Anyway, he and Helen had this kissing scene and one day, he told me, he was giving her razor rash because it was about 4pm and he had some shadow. She got her makeup artist to ask him to shave before the next take. When he came back he was made up in cuts and Band-Aids. Ha ha ha ha. Okay, so it wasn’t that funny. The point is, Mel and I shared a joke. Brilliant. I don’t think his wife Robyn digs all that on-screen snogging much. What’s she like? All I know is that she punches his arm at his premieres when he starts making out with his co-stars on screen. In Lethal Weapon 2, she practically beat him up. She sounds bolshie, all right. In charge is the way one Braveheart crew member put it.

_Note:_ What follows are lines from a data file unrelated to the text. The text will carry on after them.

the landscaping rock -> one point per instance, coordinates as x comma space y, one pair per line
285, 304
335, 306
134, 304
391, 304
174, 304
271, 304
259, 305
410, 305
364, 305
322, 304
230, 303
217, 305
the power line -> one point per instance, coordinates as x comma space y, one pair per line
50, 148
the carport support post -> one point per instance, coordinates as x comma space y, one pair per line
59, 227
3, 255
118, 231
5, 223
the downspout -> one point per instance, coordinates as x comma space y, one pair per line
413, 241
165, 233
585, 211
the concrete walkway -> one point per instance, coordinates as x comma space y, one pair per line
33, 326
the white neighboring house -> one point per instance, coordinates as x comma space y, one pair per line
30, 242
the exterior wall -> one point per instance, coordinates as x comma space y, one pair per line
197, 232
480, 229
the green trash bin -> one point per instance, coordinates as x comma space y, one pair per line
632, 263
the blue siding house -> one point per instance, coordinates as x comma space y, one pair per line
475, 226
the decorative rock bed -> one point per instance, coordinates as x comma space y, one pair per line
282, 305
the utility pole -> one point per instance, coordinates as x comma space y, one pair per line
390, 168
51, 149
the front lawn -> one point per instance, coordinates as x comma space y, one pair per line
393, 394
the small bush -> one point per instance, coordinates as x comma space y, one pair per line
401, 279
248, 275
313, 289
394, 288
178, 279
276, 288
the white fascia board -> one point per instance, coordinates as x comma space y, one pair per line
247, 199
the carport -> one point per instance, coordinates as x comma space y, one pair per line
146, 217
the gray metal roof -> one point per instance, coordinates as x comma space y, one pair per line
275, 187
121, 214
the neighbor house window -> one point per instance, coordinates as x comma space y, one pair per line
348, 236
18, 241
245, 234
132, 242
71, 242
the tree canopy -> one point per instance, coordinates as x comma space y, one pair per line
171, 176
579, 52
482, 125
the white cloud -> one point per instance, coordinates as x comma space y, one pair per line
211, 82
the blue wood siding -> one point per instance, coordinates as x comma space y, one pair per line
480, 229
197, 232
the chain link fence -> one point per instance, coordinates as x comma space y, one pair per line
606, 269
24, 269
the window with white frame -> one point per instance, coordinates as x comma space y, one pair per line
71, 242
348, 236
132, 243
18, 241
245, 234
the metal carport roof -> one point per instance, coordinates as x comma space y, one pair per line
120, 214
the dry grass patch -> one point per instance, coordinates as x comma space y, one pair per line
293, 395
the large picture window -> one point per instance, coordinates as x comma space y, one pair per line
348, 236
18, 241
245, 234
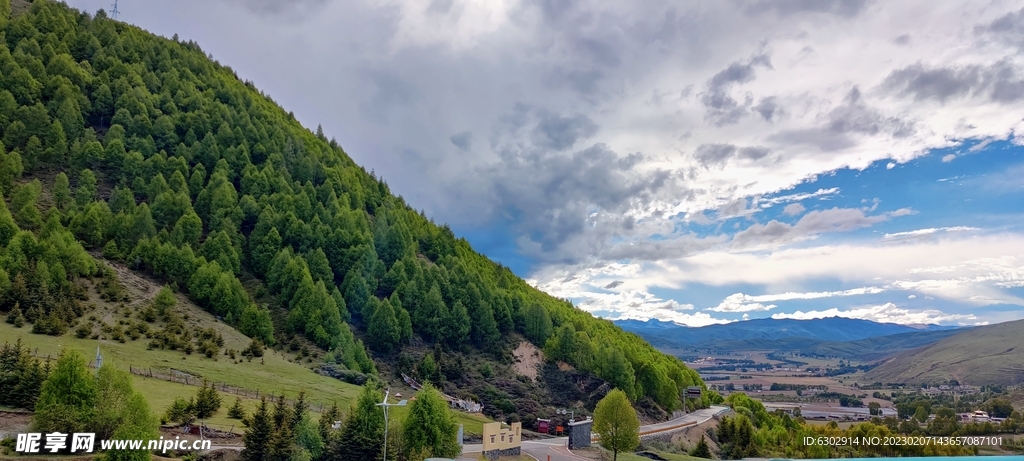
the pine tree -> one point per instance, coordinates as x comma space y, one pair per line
68, 399
383, 332
616, 423
701, 450
237, 411
361, 433
259, 434
207, 401
430, 427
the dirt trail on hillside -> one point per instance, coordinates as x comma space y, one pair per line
527, 360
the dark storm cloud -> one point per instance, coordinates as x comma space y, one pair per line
851, 118
722, 108
278, 7
832, 220
561, 132
768, 109
999, 82
855, 117
717, 155
844, 8
556, 196
462, 140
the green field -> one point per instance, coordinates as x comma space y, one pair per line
989, 354
274, 373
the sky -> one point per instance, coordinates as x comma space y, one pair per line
692, 162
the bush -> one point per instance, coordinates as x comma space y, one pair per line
237, 411
255, 348
181, 411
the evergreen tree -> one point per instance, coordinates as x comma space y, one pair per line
431, 315
207, 401
430, 427
458, 325
237, 411
537, 324
383, 332
616, 423
259, 434
61, 191
701, 450
68, 399
361, 433
121, 412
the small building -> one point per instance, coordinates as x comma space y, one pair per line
501, 439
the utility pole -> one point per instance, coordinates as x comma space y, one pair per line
386, 406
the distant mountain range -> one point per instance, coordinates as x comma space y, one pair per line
989, 354
850, 338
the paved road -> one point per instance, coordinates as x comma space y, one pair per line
557, 448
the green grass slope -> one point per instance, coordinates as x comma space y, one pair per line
989, 354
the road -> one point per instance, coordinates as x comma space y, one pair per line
557, 448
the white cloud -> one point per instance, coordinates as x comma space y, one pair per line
722, 100
739, 302
821, 193
794, 209
930, 231
888, 313
973, 269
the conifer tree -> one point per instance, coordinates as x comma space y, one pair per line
616, 423
383, 332
430, 427
259, 434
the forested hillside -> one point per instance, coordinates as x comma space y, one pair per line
146, 151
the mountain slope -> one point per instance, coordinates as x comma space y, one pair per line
143, 149
832, 329
813, 337
989, 354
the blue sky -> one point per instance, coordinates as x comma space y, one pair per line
950, 198
697, 162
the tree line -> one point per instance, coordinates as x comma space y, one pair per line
166, 160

So, he’s a family man. He collects his kids from school, watches Wallace & Gromit, plays sport with them, hangs out. He doesn’t hire somebody to put the handle on the cabinet. He does it himself. Apparently, he’s not very good at it but he does it. His oldest daughter worked on The Patriot as a production assistant. I bet he behaved on that set. It was about at this point in our interview that I mentioned my emergency Caesar. (He started it by telling me Robyn delivered twins six weeks early and there was all this “emergency stuff happening”.) I was just telling him that my medical staff were so casual, I was expecting to have the operation the following week, not in 15 minutes. He cut in at the same time to say a salad. Y’know, as in a Caesar salad. Anyway, it was funny. But I was a bit huffy. I mean who jokes about labour, especially one that went on for 18 hours?

Oh, he’s been guilty of not putting family first. He’s had his share of Tequila-fuelled transgressions. One time, he said, he went off and worked somewhere for six months and didn’t come home. Not once. Never again – during the filming of The Patriot, he arranged to be home every weekend. But the fame thing started a long time ago, long before he was married and a father. Back then he was just “pottering around”, working with George (Miller) and Peter (Weir) and doing some television when Gallipoli screened in the US. “It really took off from there.”

Naturally, that brought us to Braveheart, Mel’s favourite movie, not just because it netted him a few Academy Awards and a Vanity Fair cover. It also gave him his first taste of directing. “It’s so much fun doing all the big scenes and being objective. I’d get so bummed out when it was time to get in front of the camera. But I’ve never worked so hard in my life. Afterwards, I was ruined for three months. I couldn’t utter a sentence. I eventually recovered but the grey hair stayed.” I told him that with a beard he looked like a badger. He liked that and repeated it, rubbing his chin. Feeling rather brave by now, I ventured to ask him if he minded that his co-star Heath Ledger pipped him at the post for the latest Vanity Fair cover. He said: “It’s a young groovy magazine and they didn’t want boring old me.” Mel boring? Never.

But before I could protest, the PR reappeared and wrapped it all up. Mel walked me to the door, which I thought was very gentlemanly. I was barely in the hall when I started telephoning all my friends. Guess who thought I was cute?